Die Realität, die sie im Frauenzentrum täglich erlebt, sieht oft anders aus. 36 Frauen und 20 Kinder habe das Frauenhaus 2007 aufgenommen: Potsdamerinnen, die vor ihren prügelnden Männern zuhause nicht mehr sicher waren. Die 17 Plätze im Frauenhaus sind längst nicht mehr genug: „Wir mussten viele Frauen weitervermitteln“, so Gerber. Momentan verhandele sie mit Pro Potsdam über neue Räume.

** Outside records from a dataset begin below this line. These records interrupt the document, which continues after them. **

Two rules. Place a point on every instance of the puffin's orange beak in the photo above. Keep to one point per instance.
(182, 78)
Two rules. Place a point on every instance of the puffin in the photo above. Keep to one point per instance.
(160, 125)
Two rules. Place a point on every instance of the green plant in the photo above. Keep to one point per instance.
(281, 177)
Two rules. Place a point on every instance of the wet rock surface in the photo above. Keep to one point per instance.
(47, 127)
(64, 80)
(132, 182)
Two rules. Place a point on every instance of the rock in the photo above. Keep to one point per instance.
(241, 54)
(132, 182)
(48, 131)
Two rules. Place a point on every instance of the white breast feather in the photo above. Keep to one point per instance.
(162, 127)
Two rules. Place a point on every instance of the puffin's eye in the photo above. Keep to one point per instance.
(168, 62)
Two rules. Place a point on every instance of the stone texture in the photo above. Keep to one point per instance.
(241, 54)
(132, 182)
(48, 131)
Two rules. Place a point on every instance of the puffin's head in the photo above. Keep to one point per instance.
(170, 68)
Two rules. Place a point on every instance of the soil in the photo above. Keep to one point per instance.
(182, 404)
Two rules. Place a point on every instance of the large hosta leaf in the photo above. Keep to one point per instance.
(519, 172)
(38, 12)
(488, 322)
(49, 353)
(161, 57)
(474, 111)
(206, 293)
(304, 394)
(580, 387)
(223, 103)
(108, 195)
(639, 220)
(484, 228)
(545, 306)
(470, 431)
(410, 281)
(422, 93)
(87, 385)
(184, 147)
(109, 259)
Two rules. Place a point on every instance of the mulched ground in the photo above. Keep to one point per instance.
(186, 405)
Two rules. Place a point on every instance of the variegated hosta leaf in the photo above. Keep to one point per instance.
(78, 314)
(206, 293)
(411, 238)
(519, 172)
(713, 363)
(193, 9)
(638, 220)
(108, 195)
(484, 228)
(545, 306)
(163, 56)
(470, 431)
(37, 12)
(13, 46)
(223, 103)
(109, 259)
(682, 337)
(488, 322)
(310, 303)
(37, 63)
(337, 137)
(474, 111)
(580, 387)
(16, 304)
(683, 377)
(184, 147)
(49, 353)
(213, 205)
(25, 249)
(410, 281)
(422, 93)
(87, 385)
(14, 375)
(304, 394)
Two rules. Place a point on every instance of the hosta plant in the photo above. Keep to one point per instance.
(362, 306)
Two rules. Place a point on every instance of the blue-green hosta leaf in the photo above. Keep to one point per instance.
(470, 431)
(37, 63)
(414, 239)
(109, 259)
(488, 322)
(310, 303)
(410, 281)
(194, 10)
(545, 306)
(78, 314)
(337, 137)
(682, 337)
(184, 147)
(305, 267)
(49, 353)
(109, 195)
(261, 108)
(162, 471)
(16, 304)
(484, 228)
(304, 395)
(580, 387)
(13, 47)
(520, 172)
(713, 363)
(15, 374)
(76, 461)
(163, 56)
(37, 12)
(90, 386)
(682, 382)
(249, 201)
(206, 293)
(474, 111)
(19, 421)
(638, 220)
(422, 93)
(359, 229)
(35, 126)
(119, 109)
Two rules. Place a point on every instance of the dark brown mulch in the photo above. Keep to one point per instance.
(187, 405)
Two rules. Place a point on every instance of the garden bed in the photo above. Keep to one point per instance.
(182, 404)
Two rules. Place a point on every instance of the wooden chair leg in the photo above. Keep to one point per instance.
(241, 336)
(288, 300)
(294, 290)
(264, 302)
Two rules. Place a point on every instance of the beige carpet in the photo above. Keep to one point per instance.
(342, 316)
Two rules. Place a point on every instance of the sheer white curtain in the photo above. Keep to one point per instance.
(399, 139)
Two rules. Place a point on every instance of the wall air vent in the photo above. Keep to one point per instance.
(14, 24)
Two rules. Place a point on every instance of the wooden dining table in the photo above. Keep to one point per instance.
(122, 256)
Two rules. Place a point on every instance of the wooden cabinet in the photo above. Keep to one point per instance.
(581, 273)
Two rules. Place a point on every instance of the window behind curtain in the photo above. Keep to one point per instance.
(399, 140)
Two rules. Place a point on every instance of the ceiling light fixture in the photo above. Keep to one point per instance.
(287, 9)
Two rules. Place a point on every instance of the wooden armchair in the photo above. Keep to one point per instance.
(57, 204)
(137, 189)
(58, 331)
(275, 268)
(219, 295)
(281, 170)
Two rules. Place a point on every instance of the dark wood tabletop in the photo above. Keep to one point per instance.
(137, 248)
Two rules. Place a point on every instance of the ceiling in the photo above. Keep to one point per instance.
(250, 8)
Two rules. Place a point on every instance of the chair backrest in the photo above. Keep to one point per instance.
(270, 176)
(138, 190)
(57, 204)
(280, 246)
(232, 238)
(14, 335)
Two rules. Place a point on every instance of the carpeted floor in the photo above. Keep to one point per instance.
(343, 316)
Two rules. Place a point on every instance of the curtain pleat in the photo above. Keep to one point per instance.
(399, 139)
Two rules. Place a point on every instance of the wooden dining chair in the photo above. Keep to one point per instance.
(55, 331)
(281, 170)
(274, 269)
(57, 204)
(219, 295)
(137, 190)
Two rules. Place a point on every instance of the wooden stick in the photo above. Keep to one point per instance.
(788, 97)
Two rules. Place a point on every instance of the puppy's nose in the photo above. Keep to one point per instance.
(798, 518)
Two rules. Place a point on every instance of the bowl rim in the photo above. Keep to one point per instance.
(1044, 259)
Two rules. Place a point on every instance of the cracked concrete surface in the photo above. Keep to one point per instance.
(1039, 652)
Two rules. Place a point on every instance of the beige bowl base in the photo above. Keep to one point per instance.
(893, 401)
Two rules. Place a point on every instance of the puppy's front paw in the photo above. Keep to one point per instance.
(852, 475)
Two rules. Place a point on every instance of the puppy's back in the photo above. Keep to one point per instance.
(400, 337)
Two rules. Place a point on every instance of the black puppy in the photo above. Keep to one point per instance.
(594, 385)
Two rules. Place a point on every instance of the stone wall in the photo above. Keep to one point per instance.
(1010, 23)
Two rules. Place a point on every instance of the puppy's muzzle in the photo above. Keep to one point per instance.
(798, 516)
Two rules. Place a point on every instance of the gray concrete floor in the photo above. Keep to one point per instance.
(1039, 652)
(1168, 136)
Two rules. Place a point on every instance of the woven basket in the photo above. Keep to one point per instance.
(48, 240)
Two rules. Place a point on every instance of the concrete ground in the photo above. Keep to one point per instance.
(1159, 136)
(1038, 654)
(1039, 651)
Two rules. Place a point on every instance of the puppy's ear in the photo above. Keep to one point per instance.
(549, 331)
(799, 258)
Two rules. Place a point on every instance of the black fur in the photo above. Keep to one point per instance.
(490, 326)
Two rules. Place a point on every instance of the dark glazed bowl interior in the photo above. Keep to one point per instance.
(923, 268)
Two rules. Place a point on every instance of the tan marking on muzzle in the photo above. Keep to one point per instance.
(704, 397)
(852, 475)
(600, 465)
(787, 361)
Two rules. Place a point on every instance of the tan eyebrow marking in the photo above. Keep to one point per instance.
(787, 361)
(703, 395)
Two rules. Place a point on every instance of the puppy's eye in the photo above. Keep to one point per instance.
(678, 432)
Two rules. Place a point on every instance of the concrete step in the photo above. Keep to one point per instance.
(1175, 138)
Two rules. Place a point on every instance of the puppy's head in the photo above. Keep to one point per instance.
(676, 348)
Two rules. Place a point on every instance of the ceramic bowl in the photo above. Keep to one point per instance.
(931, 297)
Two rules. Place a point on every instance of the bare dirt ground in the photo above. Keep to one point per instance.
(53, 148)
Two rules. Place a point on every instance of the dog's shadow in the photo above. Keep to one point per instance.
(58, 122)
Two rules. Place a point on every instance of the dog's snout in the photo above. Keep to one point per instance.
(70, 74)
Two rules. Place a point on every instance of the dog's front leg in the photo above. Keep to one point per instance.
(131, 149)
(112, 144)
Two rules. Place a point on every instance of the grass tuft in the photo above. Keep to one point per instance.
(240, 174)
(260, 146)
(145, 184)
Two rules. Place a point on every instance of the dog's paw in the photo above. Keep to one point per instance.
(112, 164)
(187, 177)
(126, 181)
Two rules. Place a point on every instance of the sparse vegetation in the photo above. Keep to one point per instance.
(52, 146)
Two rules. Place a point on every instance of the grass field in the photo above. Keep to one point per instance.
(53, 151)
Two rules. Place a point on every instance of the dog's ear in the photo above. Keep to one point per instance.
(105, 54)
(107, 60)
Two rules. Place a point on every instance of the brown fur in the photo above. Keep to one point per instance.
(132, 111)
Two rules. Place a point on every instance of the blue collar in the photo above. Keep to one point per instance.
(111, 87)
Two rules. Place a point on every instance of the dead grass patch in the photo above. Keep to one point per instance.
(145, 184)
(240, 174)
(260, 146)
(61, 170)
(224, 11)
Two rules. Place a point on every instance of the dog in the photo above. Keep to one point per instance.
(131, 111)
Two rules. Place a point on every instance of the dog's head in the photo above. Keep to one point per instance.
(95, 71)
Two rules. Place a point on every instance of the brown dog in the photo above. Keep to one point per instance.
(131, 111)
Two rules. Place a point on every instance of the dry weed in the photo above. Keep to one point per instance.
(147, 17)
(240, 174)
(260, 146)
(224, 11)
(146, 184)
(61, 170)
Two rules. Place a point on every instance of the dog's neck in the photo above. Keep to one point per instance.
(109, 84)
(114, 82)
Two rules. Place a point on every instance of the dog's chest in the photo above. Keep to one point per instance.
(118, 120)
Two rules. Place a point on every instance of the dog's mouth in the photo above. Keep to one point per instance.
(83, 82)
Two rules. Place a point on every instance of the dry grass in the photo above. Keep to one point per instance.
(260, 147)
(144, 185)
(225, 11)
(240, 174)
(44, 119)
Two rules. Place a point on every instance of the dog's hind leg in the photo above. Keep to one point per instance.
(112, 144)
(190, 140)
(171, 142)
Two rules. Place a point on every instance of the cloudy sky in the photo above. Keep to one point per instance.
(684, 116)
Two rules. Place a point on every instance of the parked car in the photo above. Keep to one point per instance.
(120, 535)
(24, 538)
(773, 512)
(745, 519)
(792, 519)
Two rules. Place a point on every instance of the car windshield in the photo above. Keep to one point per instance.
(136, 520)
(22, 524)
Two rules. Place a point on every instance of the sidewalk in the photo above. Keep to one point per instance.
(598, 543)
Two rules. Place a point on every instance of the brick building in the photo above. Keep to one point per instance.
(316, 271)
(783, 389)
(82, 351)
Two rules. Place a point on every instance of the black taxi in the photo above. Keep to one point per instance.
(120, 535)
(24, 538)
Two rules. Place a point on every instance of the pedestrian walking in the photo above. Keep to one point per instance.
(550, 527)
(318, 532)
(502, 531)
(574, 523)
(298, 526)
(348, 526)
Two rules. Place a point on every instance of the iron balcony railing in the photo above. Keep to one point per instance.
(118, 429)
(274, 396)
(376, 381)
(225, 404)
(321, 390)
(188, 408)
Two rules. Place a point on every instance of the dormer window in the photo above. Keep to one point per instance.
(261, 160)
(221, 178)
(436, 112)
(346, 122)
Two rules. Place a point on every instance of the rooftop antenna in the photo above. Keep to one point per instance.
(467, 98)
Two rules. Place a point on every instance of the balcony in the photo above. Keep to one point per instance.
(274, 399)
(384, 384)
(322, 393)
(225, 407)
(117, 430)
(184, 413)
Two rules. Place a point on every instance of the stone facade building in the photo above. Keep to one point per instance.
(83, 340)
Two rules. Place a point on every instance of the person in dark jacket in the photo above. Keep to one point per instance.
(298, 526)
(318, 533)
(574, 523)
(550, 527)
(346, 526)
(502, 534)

Im Dezember 2007 neu gegründeten „Potsdamer Frauenrat“ will sich Heiderose Gerber jetzt auch für mehr Frauen in der Politik einsetzen: Nur 17 von 50 Stadtverordneten sind Frauen. Vor der Kommunalwahl im September will der Frauenrat Kandidatinnen einladen und über Politik diskutieren. Dass Frauen nicht an Politik interessiert sind, hält Gerber für eine schlechte Ausrede: „Interessenlagen von Frauen gibt es überall.“ Statt Frauen gezielt anzusprechen, werde in Parteien aber immer noch vieles „unter Männern abgehandelt“, vermutet sie. Am liebsten sähe sie eine Quotierung, wie sie bei den Bündnisgrünen praktiziert wird.
Heute Vormittag kann Gerber darüber mit Katharina Reiche (CDU) diskutieren: Denn die Bundestagsabgeordnete hat sich zum traditionellen Frauenbrunch im Frauenzentrum, Zeppelinstraße 189, angekündigt. Ab 19 Uhr lädt die Gleichstellungsbeauftragte der Stadtverwaltung zur Feier in den Nikolaisaal. Dort wird unter anderem der Film „Mädchen und Frauen in Brandenburg“ gezeigt. Regisseurin Katharina Riedel sprach dafür mit Frauen von 18 bis 80 Jahren.